Retrospective analysis on the contributions of the two terms of our energy function for T55 and T56.

	T55		T56
Factor	Kendall	p-value	Kendall	p-value
ΔGel	0.0386	0.06	0.0737	9.6E-4
fcf	0.102	1.3E-6	0.0210	0.36
Both	0.145a	1.8E-12	0.131b	4.21E-9

^aThe corresponding value from the official evaluation is 0.165.

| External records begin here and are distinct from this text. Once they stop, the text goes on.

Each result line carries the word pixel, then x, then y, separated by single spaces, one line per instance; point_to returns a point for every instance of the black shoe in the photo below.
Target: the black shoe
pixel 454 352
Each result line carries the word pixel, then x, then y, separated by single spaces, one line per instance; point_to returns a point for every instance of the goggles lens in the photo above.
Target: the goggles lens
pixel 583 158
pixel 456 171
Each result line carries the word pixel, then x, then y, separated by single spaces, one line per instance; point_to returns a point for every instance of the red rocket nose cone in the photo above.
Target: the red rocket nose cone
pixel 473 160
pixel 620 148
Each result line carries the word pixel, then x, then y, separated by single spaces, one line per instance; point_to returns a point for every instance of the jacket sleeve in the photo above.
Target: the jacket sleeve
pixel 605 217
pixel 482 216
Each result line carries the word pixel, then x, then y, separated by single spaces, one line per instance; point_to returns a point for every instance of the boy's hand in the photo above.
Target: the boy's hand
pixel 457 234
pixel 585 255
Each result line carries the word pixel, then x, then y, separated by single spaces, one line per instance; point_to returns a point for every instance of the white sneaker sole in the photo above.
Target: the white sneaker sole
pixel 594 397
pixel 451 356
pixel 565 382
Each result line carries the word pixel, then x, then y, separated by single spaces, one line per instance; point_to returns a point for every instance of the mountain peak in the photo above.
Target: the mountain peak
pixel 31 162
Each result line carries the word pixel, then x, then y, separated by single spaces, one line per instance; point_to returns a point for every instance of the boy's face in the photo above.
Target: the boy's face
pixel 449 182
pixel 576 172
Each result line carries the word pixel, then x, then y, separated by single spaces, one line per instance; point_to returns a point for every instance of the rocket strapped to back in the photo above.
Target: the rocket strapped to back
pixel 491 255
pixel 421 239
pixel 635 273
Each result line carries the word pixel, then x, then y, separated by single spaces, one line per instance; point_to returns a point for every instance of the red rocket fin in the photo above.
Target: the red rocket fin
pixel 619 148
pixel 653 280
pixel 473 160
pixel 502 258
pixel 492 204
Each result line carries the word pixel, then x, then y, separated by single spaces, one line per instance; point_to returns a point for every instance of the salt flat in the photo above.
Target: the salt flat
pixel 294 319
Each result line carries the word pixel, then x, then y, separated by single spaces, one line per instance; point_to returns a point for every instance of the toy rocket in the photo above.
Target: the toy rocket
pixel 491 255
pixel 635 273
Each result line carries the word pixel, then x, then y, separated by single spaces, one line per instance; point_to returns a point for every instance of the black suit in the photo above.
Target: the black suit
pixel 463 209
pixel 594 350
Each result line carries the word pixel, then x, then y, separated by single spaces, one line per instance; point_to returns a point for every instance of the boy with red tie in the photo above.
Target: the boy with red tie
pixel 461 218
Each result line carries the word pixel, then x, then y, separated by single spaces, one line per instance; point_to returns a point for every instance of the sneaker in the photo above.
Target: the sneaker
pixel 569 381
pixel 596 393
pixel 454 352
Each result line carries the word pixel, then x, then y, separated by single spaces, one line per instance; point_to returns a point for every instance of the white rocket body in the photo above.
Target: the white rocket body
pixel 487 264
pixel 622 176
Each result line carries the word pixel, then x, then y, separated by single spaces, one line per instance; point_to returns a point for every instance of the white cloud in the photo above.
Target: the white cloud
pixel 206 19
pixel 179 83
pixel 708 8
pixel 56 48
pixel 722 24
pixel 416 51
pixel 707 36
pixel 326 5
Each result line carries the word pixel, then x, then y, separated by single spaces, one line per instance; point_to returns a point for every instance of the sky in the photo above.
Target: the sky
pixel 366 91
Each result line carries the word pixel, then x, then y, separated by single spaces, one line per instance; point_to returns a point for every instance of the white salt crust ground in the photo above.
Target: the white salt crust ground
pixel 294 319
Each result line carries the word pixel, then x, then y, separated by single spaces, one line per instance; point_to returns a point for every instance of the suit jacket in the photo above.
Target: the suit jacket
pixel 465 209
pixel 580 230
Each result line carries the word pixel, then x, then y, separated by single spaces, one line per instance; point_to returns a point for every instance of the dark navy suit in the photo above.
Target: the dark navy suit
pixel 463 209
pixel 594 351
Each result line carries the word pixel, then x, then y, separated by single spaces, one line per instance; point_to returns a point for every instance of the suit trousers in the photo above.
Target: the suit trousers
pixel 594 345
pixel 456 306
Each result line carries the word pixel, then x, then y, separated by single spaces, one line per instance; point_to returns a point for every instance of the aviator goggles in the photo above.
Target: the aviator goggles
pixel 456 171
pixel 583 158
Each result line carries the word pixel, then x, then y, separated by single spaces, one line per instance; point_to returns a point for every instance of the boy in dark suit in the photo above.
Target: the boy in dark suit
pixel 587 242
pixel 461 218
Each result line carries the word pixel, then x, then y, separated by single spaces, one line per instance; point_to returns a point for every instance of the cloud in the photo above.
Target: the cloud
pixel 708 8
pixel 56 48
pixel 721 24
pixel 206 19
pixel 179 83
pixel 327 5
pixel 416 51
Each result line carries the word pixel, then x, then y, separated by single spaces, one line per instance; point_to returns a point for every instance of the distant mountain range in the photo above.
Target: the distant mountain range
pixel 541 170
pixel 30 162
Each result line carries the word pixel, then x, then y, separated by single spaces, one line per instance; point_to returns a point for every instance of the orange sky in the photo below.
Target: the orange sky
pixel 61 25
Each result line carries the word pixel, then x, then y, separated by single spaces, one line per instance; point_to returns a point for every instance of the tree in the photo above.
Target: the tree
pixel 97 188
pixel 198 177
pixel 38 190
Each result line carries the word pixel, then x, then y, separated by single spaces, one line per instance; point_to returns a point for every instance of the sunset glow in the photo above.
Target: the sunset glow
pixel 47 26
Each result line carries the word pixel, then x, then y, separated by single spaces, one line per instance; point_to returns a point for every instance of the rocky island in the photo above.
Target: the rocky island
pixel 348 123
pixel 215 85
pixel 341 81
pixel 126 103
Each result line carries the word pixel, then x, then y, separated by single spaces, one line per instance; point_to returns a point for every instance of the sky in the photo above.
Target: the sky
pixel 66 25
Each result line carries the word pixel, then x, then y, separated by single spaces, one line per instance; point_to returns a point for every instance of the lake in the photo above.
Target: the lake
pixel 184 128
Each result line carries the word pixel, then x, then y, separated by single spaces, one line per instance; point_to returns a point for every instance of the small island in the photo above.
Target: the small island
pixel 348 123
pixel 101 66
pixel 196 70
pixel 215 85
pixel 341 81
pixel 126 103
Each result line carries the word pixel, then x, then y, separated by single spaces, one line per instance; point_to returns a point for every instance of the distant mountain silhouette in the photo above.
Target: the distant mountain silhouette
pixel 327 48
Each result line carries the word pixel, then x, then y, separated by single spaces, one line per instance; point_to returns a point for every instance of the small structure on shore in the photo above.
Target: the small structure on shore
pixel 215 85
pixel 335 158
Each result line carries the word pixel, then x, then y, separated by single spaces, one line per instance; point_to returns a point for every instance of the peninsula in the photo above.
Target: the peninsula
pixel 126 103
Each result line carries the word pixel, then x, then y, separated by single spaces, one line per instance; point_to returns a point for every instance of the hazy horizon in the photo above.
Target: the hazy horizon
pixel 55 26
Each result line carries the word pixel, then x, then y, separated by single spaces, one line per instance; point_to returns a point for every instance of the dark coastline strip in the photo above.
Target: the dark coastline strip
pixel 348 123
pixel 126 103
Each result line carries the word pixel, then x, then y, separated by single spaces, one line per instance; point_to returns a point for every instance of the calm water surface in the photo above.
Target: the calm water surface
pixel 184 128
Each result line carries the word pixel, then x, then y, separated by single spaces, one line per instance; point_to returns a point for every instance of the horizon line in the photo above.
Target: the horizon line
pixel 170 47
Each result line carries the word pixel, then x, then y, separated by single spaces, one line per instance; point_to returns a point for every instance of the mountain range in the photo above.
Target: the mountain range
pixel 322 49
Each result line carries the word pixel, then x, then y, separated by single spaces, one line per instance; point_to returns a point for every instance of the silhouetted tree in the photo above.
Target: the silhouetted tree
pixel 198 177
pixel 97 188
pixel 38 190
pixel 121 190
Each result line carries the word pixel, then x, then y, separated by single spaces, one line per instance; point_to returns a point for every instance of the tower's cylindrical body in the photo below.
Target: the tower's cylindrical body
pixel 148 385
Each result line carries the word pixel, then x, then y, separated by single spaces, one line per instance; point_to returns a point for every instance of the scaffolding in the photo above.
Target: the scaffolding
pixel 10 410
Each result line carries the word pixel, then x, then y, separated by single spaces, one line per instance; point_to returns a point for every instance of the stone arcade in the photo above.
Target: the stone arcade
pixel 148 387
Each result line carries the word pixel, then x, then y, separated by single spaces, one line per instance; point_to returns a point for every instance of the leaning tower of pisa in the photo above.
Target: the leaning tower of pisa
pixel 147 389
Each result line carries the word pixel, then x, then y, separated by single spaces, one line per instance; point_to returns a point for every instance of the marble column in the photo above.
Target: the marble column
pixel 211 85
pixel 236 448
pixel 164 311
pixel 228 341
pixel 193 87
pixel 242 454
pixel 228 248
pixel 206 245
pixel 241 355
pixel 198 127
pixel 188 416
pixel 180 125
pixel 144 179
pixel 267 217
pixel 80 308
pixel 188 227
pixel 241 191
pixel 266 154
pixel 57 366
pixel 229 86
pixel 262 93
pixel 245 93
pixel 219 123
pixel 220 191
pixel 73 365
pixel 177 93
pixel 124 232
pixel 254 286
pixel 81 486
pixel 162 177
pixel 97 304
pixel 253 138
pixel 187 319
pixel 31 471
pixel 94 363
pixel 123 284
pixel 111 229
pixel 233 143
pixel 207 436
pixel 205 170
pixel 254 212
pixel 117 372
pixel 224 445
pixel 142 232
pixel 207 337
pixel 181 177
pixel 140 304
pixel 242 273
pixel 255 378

^bThe corresponding value from the official evaluation is 0.147.

Docking targets

We submitted 10 medium-quality models for T47, 3 acceptable models for T48 and 1 acceptable model for T49. T47 is the complex of DNase E2 with immunity protein Im2;³² the CAPRI participants were told that interface water was to be the focus of prediction. We generated docking poses by HADDOCK, using as input 11 homology models of E2 based on the structure of E9 in 2WPT (for the E9-Im2 complex) and 60 models of Im2 in the NMR structure 2NO8 along with the structure of Im2 in 2WPT. In two independent HADDOCK runs, residues K83, F86, and R98 on E2 and D33, R38, E41, and R42 on IM2 were defined as active restraints, based on mutational studies of Li et al.³³ 10 models were selected based on clustering and manual inspection, with all water molecules were stripped. To each of these models, we added 10 interface water molecules conserved between the structures of the E9-Im9 complex (1EMV) and the E9-Im2 complex (2WPT). The final models were subject to 200 steps of energy minimization before submission.

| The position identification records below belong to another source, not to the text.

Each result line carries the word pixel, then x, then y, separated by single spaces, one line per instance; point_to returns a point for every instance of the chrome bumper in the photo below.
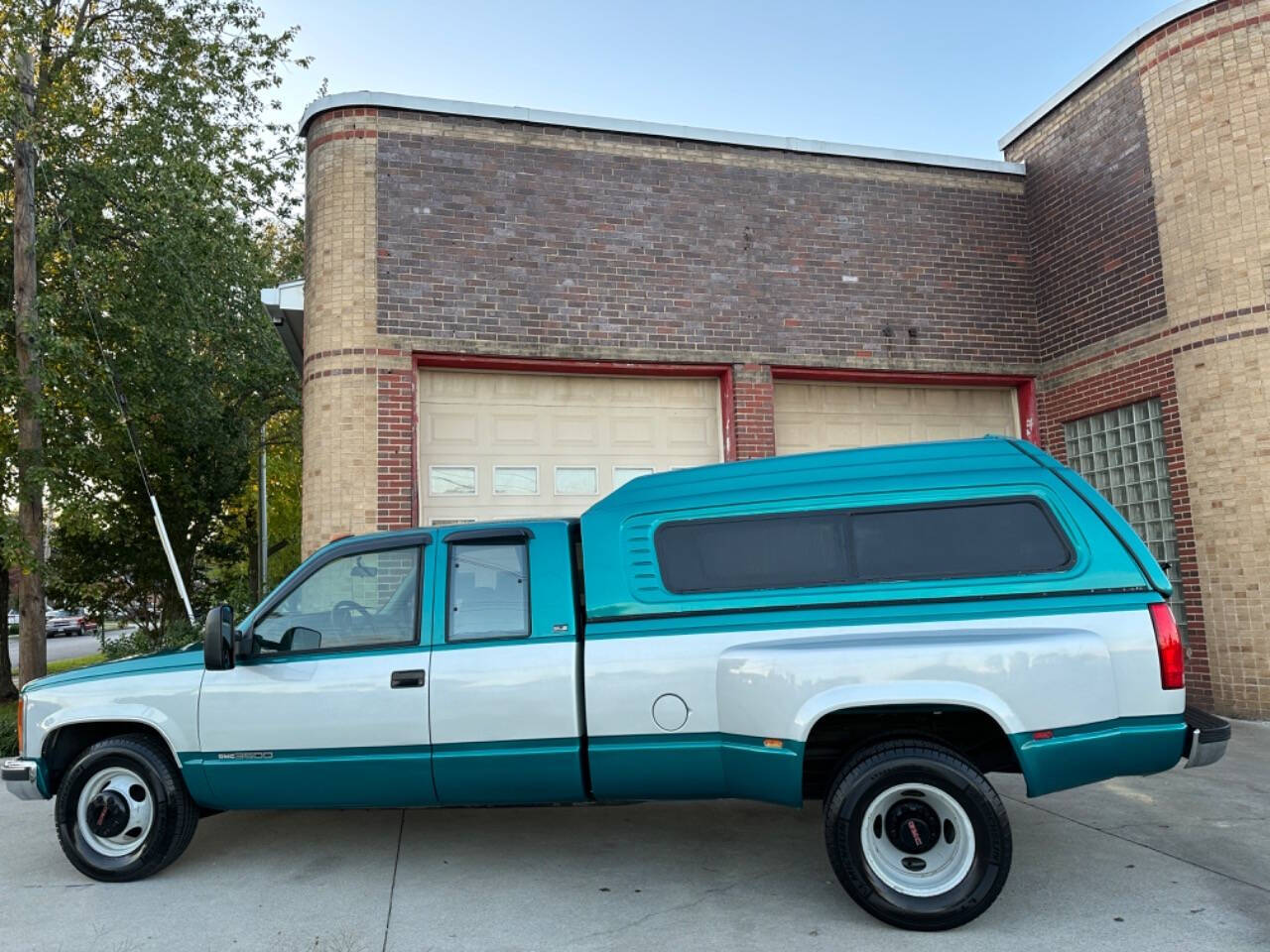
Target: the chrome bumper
pixel 21 778
pixel 1206 737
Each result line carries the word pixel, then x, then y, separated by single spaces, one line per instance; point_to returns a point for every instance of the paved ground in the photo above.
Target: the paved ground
pixel 1180 861
pixel 64 648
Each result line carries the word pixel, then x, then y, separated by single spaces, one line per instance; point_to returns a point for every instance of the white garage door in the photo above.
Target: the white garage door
pixel 512 445
pixel 812 416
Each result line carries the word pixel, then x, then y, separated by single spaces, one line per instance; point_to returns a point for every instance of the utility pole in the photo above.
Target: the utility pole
pixel 262 504
pixel 32 649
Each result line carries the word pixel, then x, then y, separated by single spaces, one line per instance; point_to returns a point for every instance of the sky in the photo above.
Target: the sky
pixel 948 77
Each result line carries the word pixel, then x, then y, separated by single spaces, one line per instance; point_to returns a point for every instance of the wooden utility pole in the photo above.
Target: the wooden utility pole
pixel 32 649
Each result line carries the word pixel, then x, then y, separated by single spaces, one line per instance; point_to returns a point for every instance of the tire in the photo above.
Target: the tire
pixel 879 819
pixel 136 815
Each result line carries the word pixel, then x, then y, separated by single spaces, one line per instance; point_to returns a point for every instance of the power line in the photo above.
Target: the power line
pixel 121 402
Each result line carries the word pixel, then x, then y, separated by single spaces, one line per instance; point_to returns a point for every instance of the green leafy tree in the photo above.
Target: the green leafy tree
pixel 159 182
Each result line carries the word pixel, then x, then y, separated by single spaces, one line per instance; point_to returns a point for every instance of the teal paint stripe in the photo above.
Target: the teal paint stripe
pixel 498 748
pixel 1096 752
pixel 695 767
pixel 325 777
pixel 310 754
pixel 853 616
pixel 405 648
pixel 443 645
pixel 543 771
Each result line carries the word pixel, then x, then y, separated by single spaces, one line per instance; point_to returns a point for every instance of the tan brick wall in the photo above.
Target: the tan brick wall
pixel 1206 93
pixel 340 344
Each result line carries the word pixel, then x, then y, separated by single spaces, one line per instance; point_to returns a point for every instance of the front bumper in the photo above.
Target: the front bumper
pixel 22 778
pixel 1206 737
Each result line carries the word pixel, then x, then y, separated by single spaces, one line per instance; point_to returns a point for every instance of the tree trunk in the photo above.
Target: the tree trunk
pixel 32 649
pixel 8 690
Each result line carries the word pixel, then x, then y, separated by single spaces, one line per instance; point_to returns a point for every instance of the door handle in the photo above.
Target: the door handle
pixel 409 679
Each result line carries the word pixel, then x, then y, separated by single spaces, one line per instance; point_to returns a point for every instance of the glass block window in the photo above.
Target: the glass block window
pixel 1121 453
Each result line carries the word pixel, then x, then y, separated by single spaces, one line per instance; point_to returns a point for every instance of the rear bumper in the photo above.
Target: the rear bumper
pixel 22 778
pixel 1206 737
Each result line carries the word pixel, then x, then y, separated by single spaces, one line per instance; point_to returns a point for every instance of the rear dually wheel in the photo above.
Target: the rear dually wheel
pixel 917 835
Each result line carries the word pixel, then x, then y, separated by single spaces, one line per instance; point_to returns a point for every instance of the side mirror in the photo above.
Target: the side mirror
pixel 218 639
pixel 302 639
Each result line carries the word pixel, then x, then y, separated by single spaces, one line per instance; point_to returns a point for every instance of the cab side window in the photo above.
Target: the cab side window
pixel 489 592
pixel 356 601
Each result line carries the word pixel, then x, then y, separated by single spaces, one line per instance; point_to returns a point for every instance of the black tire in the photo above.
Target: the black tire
pixel 878 770
pixel 175 812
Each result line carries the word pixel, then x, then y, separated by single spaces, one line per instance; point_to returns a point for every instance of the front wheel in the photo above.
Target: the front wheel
pixel 123 811
pixel 917 837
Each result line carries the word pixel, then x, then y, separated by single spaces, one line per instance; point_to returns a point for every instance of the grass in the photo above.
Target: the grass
pixel 70 664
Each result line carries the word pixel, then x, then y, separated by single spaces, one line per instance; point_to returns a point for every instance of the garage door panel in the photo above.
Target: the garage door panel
pixel 604 424
pixel 516 429
pixel 813 416
pixel 456 429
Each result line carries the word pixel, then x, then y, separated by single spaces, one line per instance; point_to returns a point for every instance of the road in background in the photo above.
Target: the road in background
pixel 64 648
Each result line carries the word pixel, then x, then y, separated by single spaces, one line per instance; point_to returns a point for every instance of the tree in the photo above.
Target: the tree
pixel 158 175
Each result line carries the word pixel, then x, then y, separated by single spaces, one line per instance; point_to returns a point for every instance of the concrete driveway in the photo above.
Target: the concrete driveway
pixel 1180 861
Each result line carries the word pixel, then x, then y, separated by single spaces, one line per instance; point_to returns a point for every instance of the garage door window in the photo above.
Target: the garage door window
pixel 837 547
pixel 516 480
pixel 576 481
pixel 452 480
pixel 1121 454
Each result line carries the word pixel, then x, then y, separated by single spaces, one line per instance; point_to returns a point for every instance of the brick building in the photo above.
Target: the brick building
pixel 509 312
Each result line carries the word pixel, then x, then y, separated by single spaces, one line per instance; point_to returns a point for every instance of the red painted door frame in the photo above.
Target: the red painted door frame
pixel 1025 386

T48 and T49 are the complex of T4moH and T4moC, components of the toluene 4-monooxygenase holoenzyme. T4moH was taken from 3DHH for T48 and was an unpublished unbound structure for T49. The active site in T4moH is buried, with three tunnels leading to the exterior.³⁴ In identifying a possible binding site for T4moC, we focused on the largest channel of the three. For convenience, we used a residue, S187, near the center of this channel as a representative. We chose models in which the iron-sulfur cluster of T4moC is close to S187. Specifically, the final 10 models all have < 10 Å distances between T4moH S187 and T4moC H47 or H67, which coordinate the iron-sulfur cluster.

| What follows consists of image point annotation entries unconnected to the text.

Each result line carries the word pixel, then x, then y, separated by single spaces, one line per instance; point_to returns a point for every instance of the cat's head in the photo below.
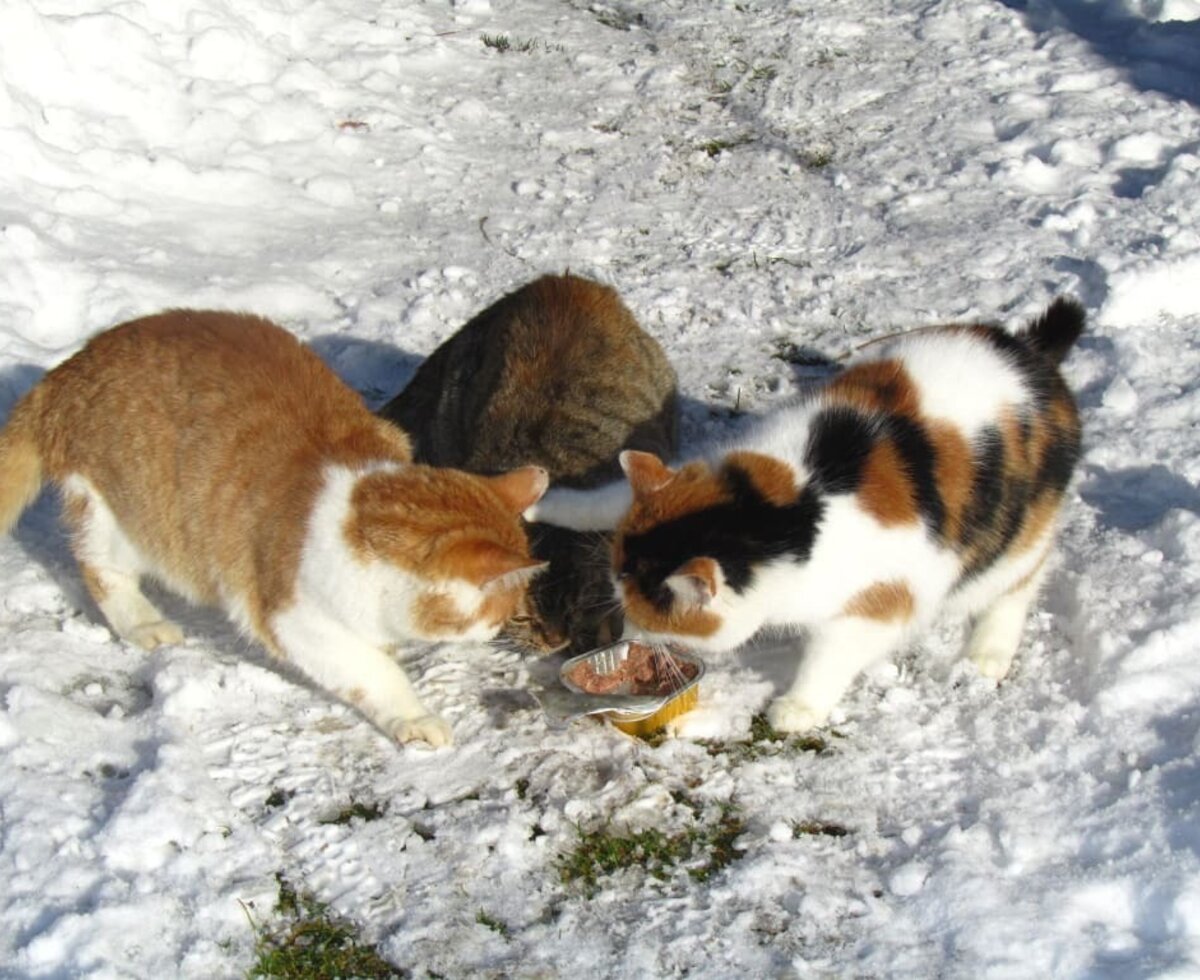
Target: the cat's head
pixel 453 546
pixel 571 603
pixel 697 545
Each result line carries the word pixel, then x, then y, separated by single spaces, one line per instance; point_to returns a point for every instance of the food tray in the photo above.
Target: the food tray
pixel 654 710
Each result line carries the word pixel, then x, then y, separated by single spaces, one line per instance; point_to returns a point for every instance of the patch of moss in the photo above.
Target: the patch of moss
pixel 363 811
pixel 702 849
pixel 819 829
pixel 492 923
pixel 766 740
pixel 310 943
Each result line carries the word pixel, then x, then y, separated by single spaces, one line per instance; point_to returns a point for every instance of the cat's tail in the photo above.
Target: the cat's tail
pixel 21 461
pixel 1054 334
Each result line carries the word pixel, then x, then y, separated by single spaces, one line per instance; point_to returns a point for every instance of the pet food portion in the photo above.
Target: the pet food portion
pixel 643 671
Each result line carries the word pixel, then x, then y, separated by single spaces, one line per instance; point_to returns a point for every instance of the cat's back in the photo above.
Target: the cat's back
pixel 173 354
pixel 966 376
pixel 192 374
pixel 556 373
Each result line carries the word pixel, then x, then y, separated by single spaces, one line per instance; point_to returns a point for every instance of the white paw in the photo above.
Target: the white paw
pixel 993 663
pixel 161 632
pixel 793 715
pixel 432 728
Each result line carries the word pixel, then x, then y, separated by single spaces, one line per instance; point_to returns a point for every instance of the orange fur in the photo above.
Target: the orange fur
pixel 772 478
pixel 883 601
pixel 209 438
pixel 953 470
pixel 875 386
pixel 886 491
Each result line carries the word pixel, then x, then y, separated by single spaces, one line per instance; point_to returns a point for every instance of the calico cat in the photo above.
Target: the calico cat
pixel 556 373
pixel 217 454
pixel 929 474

T58 serves as an example for the docking targets for which we failed to submit at least an acceptable model. This is the complex of the SalG lysozyme with the inhibitor PliG.³⁵ Mutation studies of Leysen et al.³⁶ suggested that mutations on PliG Y47 and R119 significantly reduced inhibitory activity; these authors also noted that these residues are located in an area predicted by our meta-PPISP web server.³⁷ Our model selection thus placed SalG lysozyme active-site residues E73, D86, and D97 and PliG Y47 and R119 in the interface, assuming that the inhibitor completely blocked the substrate-binding site. It turned out that in the actual complex (4G9S)³⁵ the inhibitor blocks only half of the substrate-binding site, from a sideway direction. In retrospect our assumption is untenable, since the substrate-binding site is too shallow to hold the inhibitor from a “head-on” direction, so we had to pull the inhibitor away to avoid clash, leading to a physically unreasonable interface.

Additional work with affinity prediction

Partly due to the encouraging results on targets T55 and T56, we attempted to develop a predictor for protein-protein binding affinities, based on linear regression analysis of features defining the full protein-protein interaction surface. For a subset of 33 complexes from an affinity benchmark³ that have relatively small differences between bound and unbound structures (I-RMSD < 1 Å), we found a linear combination of parameters, akin to Eq (3), that strongly correlates with the binding free energies (R² = 0.64). The parameters included the number of nonnative contacts (part of N_c defined above) in the native complex, the curvature of the binding funnel, the largest gap in N_c in the configurational sampling to generate the transient complex, and I-RMSD. We conclude that the interaction energy landscape and the transient complex in particular will complement existing features^3–6 in leading to better prediction of binding affinities.

Figure 4.

Distributions of ΔG_el^* for 120 natural complexes and 87 designs.